Posted on 09. Sep, 2014 by in For Parents, For Teachers

lto_picBy Lynette Owens

Week of September 8, 2014

To help you keep up with what’s going on with kids, families, schools, and technology, we’ve compiled a list of stories, tips, and insights, we’ve found most useful over the past week.


A father, fed up with his kids’ refusal to do household chores, decided to reach them where he knew they would listen: the Internet.  He created a YouTube video with detailed instructions on how to change a toilet paper roll and the video has already received over 3 million views on YouTube.  Because of the video’s popularity, he’s decided to create more instructional videos for his kids.

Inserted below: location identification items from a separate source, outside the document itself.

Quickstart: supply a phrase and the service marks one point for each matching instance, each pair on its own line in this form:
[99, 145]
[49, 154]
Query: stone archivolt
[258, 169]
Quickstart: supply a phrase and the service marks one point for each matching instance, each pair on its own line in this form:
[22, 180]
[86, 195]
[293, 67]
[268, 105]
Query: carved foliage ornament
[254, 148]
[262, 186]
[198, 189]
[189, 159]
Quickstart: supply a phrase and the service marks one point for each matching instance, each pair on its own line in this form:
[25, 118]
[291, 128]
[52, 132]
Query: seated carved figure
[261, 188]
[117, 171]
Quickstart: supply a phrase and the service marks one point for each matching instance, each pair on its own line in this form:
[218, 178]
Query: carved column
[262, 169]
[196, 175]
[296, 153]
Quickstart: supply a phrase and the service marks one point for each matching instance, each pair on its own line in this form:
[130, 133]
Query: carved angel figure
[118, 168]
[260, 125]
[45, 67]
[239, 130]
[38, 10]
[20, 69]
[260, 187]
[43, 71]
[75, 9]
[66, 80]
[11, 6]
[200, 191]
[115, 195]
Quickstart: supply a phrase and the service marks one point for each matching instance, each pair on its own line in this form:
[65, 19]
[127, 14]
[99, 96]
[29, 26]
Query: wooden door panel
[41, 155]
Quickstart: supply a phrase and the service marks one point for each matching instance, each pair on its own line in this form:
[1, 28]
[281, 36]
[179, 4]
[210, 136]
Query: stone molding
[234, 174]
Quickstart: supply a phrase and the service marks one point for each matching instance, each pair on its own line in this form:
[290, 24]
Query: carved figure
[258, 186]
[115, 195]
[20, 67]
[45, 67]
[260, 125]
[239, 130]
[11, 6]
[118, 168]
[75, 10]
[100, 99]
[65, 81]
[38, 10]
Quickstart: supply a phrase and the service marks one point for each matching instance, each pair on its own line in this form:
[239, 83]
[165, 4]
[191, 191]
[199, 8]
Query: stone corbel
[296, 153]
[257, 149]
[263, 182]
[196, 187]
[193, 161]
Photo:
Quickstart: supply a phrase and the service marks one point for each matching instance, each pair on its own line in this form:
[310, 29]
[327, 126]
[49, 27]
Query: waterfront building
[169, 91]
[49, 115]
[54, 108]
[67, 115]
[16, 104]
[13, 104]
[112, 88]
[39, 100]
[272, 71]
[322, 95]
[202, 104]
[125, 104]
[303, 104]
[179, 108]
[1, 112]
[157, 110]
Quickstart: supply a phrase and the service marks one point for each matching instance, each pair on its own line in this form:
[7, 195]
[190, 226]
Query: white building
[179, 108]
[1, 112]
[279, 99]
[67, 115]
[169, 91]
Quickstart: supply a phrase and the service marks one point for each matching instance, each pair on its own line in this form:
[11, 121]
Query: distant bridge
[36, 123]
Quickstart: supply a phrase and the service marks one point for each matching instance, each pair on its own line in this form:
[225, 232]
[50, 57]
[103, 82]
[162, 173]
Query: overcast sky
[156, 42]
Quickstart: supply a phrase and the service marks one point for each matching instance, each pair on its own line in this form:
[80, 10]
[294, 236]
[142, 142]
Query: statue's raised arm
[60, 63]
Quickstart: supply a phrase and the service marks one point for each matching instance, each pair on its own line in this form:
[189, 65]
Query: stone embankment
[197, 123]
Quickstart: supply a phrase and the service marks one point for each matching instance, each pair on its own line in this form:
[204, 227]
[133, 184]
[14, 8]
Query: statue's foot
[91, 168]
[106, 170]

Dear sir: could you please do one that shows kids how to hang a jacket on a hook?


Google has agreed to pay at least $19 million in refunds in a settlement case involving kids making unauthorized mobile app purchases. In addition to the settlement, Google will also change its billing practices to ensure consumers are informed and consent to all purchases made within mobile apps. While these changes demonstrate the FTC’s fight to ensure consumers are not taken advantage of, parents should still be actively involved in setting up restrictions on mobile devices and teaching their kids to ask before buying.


Last week, the Apple accounts of Jennifer Lawrence and Kate Upton were compromised and photos of them not likely meant for public view were leaked on the Internet.  It turns out, the hackers didn’t break into Apple’s systems.  The hackers were able to get into their accounts by guessing their passwords (and answers to security questions associated with their accounts) or tricking them into giving up their passwords in order to gain access to the accounts.  Apple is stepping up its security measures as a result.

You might say this is the price of fame, but nobody is immune from this.  The best way to prevent this from happening to you or your kids is to use strong passwords, change them often, and also use Apple’s 2-step authentication feature to make sure your Apple Account is the most secure.